Esta disparidad entre el crecimiento de litros y el de dólares refleja una realidad preocupante para las bodegas: se vendió considerablemente más producto, pero a valores unitarios menores. El precio promedio de exportación retrocedió 10,2%, pasando de USD 3,47 a USD 3,11 por litro. Sin esta caída de precios, la facturación debería haber acompañado mucho más de cerca al crecimiento volumétrico, amplificando los ingresos del sector.
Vino fraccionado versus granel: estrategias divergentes
El comportamiento no fue uniforme entre los distintos segmentos de exportación. El vino fraccionado, que representa el producto de mayor valor agregado, mostró un crecimiento moderado: 2,4% en volumen hasta 70,4 millones de litros, con un precio prácticamente estable que apenas bajó 1,1% a USD 4,18 por litro. Este segmento logró sostener su rentabilidad relativa durante el semestre, funcionando como ancla de valor para las exportaciones.

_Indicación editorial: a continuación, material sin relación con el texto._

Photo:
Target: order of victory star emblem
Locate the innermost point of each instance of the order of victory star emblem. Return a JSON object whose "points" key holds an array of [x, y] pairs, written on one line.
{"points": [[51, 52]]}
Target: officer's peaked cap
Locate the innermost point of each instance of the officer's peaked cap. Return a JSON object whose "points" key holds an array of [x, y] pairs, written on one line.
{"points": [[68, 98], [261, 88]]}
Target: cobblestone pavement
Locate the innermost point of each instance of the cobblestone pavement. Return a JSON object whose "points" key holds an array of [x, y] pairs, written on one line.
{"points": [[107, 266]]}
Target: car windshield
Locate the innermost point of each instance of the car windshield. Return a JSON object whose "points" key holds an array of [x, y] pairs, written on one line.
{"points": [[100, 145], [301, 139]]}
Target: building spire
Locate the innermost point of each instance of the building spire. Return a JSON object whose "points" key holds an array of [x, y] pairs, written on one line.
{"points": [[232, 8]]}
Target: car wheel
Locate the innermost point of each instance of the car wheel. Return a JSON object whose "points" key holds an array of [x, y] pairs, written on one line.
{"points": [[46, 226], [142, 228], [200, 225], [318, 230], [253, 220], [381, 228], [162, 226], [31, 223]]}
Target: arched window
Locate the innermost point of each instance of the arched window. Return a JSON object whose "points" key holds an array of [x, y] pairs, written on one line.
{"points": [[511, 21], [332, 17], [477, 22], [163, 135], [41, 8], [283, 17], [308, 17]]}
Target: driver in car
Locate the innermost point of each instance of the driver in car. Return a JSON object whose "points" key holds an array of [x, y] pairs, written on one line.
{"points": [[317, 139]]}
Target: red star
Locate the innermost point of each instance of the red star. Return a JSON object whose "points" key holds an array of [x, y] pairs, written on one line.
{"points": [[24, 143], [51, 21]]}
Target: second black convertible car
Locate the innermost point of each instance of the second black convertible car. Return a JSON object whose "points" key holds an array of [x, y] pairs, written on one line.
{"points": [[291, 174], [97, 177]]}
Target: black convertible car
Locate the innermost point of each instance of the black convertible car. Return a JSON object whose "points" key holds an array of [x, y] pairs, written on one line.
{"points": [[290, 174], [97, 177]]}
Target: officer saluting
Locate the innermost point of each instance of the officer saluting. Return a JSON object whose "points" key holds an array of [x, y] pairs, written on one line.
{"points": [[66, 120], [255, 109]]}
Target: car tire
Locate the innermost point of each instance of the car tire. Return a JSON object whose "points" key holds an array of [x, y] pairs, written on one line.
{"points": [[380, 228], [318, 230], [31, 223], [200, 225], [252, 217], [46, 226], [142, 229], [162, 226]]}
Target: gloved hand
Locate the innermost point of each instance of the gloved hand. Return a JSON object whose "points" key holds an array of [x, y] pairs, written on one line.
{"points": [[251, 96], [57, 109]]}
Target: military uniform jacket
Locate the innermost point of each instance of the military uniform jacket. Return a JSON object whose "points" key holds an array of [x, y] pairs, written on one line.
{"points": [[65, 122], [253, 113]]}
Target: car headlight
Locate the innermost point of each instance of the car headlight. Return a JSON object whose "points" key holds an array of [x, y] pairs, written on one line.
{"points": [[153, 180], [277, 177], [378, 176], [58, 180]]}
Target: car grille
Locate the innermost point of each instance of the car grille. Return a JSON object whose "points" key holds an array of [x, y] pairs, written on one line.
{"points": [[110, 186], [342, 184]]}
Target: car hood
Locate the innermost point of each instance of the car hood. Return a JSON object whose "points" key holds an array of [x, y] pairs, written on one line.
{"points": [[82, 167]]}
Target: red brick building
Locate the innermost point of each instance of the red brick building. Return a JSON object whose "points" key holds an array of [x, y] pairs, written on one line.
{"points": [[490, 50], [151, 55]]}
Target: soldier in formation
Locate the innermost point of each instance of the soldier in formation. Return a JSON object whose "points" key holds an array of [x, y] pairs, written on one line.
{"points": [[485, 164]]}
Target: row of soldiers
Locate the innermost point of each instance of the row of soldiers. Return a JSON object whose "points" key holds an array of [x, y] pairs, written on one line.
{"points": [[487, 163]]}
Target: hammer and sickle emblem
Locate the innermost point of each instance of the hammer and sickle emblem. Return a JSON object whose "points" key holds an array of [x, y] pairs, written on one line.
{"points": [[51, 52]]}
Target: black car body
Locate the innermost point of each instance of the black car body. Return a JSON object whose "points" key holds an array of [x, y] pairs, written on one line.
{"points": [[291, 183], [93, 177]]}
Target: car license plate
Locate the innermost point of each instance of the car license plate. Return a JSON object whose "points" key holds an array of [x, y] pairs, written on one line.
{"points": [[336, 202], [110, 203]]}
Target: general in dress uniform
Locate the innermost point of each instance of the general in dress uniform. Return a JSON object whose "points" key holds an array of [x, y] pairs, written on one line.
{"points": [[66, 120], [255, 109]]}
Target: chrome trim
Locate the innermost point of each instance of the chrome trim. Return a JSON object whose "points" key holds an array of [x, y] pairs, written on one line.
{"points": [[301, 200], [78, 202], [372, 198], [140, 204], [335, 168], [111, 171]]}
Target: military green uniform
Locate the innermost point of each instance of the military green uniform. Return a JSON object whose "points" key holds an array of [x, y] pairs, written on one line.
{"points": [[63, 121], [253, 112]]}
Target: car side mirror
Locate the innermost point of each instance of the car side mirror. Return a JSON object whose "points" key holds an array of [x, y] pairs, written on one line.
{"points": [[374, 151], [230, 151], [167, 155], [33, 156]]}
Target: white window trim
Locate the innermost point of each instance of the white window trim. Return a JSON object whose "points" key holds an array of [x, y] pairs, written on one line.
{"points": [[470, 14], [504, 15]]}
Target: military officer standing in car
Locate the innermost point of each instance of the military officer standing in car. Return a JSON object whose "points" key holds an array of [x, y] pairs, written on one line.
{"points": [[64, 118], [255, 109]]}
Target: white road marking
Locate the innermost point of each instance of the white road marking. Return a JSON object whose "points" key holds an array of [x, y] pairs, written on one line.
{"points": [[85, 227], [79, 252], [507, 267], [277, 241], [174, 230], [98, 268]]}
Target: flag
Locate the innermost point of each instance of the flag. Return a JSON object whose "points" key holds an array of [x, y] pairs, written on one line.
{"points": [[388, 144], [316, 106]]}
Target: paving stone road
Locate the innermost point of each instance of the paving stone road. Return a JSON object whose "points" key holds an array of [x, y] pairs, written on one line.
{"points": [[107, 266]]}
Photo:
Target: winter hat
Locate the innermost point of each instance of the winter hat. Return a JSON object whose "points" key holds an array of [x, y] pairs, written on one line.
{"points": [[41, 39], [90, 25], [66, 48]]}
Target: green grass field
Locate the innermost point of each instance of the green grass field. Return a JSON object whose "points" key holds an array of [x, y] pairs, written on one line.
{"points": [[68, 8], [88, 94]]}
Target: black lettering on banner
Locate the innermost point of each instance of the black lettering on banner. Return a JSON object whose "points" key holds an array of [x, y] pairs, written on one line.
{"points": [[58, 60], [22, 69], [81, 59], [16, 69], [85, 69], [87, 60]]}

En contraste, el vino a granel experimentó una expansión explosiva pero con un costo significativo. Su volumen se disparó 52,7% hasta 33,2 millones de litros, explicando gran parte del crecimiento total. Sin embargo, el precio promedio se derrumbó 21,1% a apenas USD 0,78 por litro. Esta dinámica convierte al segmento de granel en el principal responsable tanto del impulso volumétrico como de la presión a la baja en los precios promedios generales.
El mosto: un desempeño más equilibrado en 2026
A diferencia del vino, el mosto concentrado mostró una sintonía mejor entre volumen y valor durante el primer semestre de 2026. Su volumen exportado creció 38,3% hasta 48.601 toneladas, mientras que la facturación aumentó 24,4% a USD 67,5 millones. Aunque el precio promedio también bajó 10,1% a USD 1.389,3 por tonelada, la caída fue menos severa que en el vino a granel, permitiendo que una porción mayor del crecimiento volumétrico se tradujera en ingresos.
Considerando el total de mostos —concentrado y sulfitado—, la facturación del semestre alcanzó USD 72,9 millones, con un incremento de 28,2% respecto de 2025. Este desempeño fue crucial para sostener el resultado consolidado del sector: el total de vinos y mostos exportados sumó USD 392,5 millones, con una suba de 6,6%, muy por encima del 2,6% que mostró el vino puro. El mosto se posicionó como uno de los principales sostenes de la facturación externa vitivinícola.
Impacto para empresas y administradores de bodegas argentinas
Para los dueños y administradores de bodegas, estos datos del primer semestre de 2026 plantean decisiones estratégicas críticas. La presión sobre precios internacionales, especialmente en el segmento de granel, obliga a revisar modelos de negocio: ¿invertir en fraccionado para recuperar márgenes, o aumentar escala en granel para compensar con volumen? Las empresas que exportan vino fraccionado tienen mejor protección de rentabilidad, pero enfrentan límites de crecimiento. Quienes apuestan al granel logran expansión volumétrica pero con márgenes comprimidos.
La diversificación hacia mostos emerge como una alternativa atractiva: su crecimiento de facturación (28,2%) supera ampliamente al del vino (2,6%), ofreciendo mejor traducción de volumen en ingresos. Para los administradores financieros, el mensaje es claro: en un contexto de precios internacionales en caída, la rentabilidad no viene del volumen sino de la composición del portafolio exportador y la capacidad de agregar valor en origen.